Sin perder la naturalidad que sus palabras honestas dejaban en cada mitin, con mucha paciencia para trabajar con quienes presentaban problemas a la defensa o el bateo, y acompañado por un ángel de victoria cuando más imposible o difícil parecía el torneo, el número 8 cambió de lugar en el banco y su dirección coronó a Pinar del Río en 1998 y a Cuba en el campeonato mundial de ese propio año y en los Juegos Panamericanos de Winnipeg 1999, marcado por el regreso del bate de madera y la entrada de peloteros profesionales a certámenes oficiales internacionales.
Pero Urquiola tuvo más cartas de éxitos a la hora de comandar equipos locales, nacionales y foráneos. Se responsabilizó con la escuadra cubana que dividió honores en el tope bilateral ante el equipo profesional estadounidense Orioles de Baltimore (1999); alzó el cetro en la llamada Serie de Oro (2011) de la pelota cubana con su tropa vueltabajera, lo cual repetiría en el 2014. Su último lauro lo atesoró en la Serie del Caribe del 2015, celebrada en Puerto Rico, donde los Vegueros de Pinar concluyeron primero tras 55 años de espera para Cuba.
Su palmarés como director se extendió a Panamá, con cuya formación principal llegó a derrotar dos veces a un equipo cubano en lides internacionales: Juegos del Alba 2006 y Juegos Panamericanos de Río de Janeiro 2007. Quizás los capítulos más tristes en esta tarea tan ingrata los guarda de la Copa Mundial en Panamá y los Juegos Panamericanos de Guadalajara, ambos en el 2011, de los que regresó con plata y bronce, respectivamente. La vida de un mánager es así, casi todos lo vitorean cuando regala sonrisas y victorias, pocos lo defienden a la hora del dolor por un fracaso.
Urquiola es, sin duda, uno de los pilares del crecimiento exponencial de Pinar del Río dentro del béisbol nacional, al pasar de provincia Cenicienta en 1967 —debutó con último lugar—a territorio Rey doce años después con el primer título. Fue él uno de los primeros vueltabajeros en integrar un equipo Cuba y ser campeón mundial. Nadie reúne en sus vitrinas más doradas nacionales (seis como jugador y tres como director).

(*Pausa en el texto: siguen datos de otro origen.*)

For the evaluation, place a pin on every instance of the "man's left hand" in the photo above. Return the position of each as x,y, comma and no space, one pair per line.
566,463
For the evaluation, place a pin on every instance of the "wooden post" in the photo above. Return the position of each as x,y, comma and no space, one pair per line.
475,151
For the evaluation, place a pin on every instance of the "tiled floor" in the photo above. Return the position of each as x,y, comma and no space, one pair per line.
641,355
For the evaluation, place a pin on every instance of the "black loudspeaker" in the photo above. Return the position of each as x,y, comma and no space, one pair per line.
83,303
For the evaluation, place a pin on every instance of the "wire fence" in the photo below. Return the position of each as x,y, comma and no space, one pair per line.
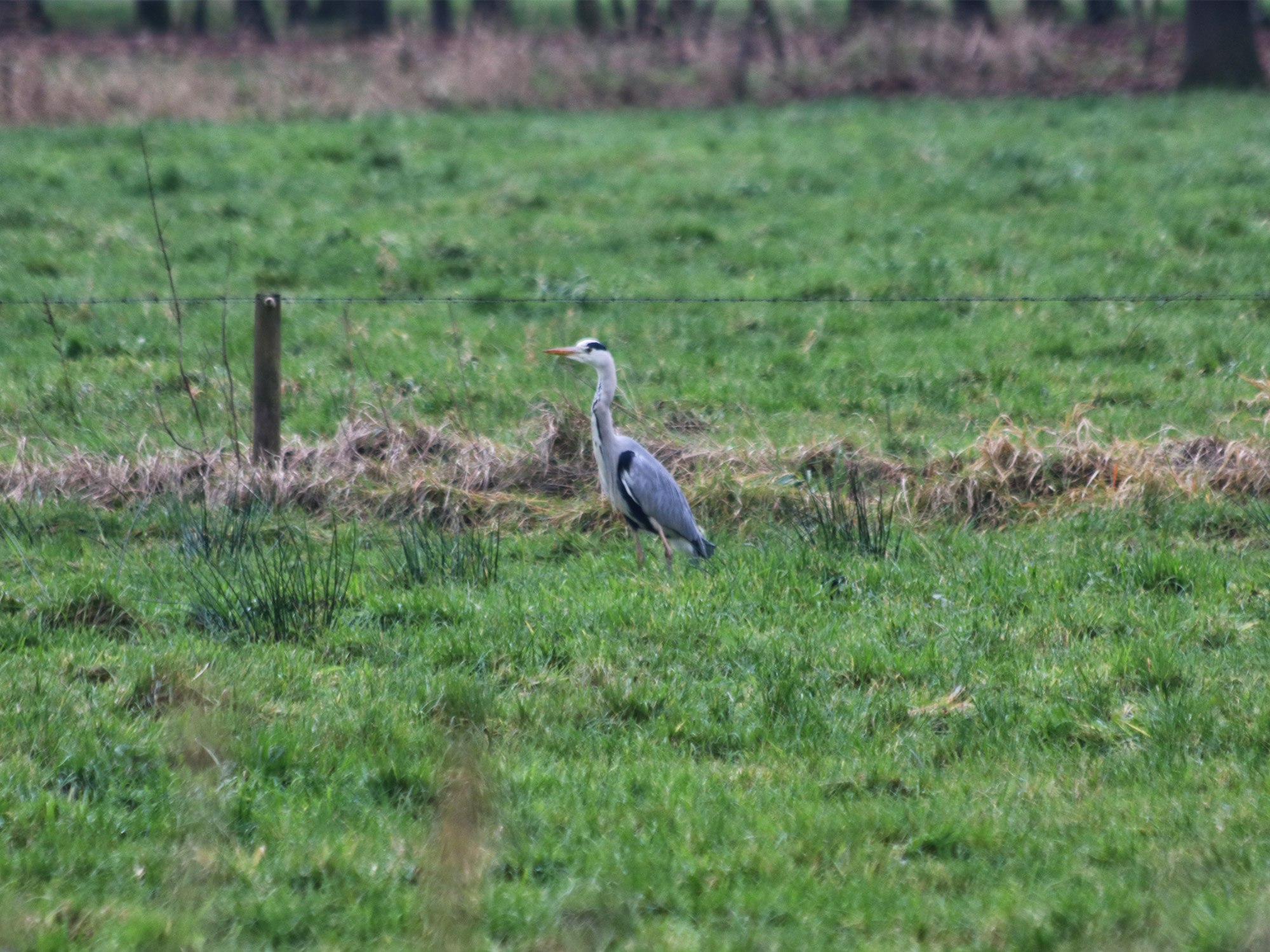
1155,298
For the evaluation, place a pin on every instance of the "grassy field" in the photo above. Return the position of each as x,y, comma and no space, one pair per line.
866,199
266,732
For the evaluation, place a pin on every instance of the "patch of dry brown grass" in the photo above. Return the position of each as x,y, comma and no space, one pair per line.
65,78
394,472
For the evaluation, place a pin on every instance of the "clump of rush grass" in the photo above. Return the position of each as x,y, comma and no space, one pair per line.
840,517
430,554
267,581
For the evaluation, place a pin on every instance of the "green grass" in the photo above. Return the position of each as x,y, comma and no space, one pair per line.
768,752
1050,736
854,197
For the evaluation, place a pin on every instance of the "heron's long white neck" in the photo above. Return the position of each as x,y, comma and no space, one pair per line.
604,437
603,407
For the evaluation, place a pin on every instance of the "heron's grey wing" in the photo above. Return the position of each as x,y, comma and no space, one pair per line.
653,492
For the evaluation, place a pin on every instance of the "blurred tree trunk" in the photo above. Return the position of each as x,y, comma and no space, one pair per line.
333,11
252,17
37,17
154,16
443,20
1099,13
646,18
868,10
492,13
765,17
1045,10
18,17
970,12
373,17
1221,45
705,17
761,15
587,13
679,13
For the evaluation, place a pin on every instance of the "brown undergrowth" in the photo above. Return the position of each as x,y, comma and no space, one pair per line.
548,479
67,78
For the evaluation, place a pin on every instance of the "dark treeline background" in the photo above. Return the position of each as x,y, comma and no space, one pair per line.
1221,44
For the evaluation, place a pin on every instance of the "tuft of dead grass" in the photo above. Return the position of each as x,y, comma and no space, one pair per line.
67,78
163,690
459,852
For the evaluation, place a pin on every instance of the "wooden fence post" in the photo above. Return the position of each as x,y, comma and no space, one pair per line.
267,380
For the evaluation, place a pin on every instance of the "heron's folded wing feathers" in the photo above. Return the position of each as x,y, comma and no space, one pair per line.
657,493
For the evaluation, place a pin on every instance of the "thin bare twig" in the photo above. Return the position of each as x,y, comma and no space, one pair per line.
352,367
62,356
173,436
176,299
463,375
22,555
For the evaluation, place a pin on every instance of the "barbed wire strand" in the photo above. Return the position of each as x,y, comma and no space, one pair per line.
664,300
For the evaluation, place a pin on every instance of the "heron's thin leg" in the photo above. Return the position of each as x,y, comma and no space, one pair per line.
665,545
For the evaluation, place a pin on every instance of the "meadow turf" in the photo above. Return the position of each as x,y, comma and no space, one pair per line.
1013,197
1050,734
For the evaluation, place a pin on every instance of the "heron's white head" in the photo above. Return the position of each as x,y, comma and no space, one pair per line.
586,351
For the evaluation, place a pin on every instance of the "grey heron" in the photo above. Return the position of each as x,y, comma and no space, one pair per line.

Su irreverencia para jugar la segunda base, su rigor para ser cada día mejor pelotero y luego un mánager respetado, así como su caballerosidad con el rival en cada salida al terreno lo convirtieron en referencia obligada para el presente y el futuro.
Campechano, inteligente, honesto y cubano hasta la médula, su puesto entre los más grandes quedó asegurado en una frase soltada con emoción en su último triunfo internacional: “Quisiera que me recordaran como el Urquiola más enamorado del béisbol.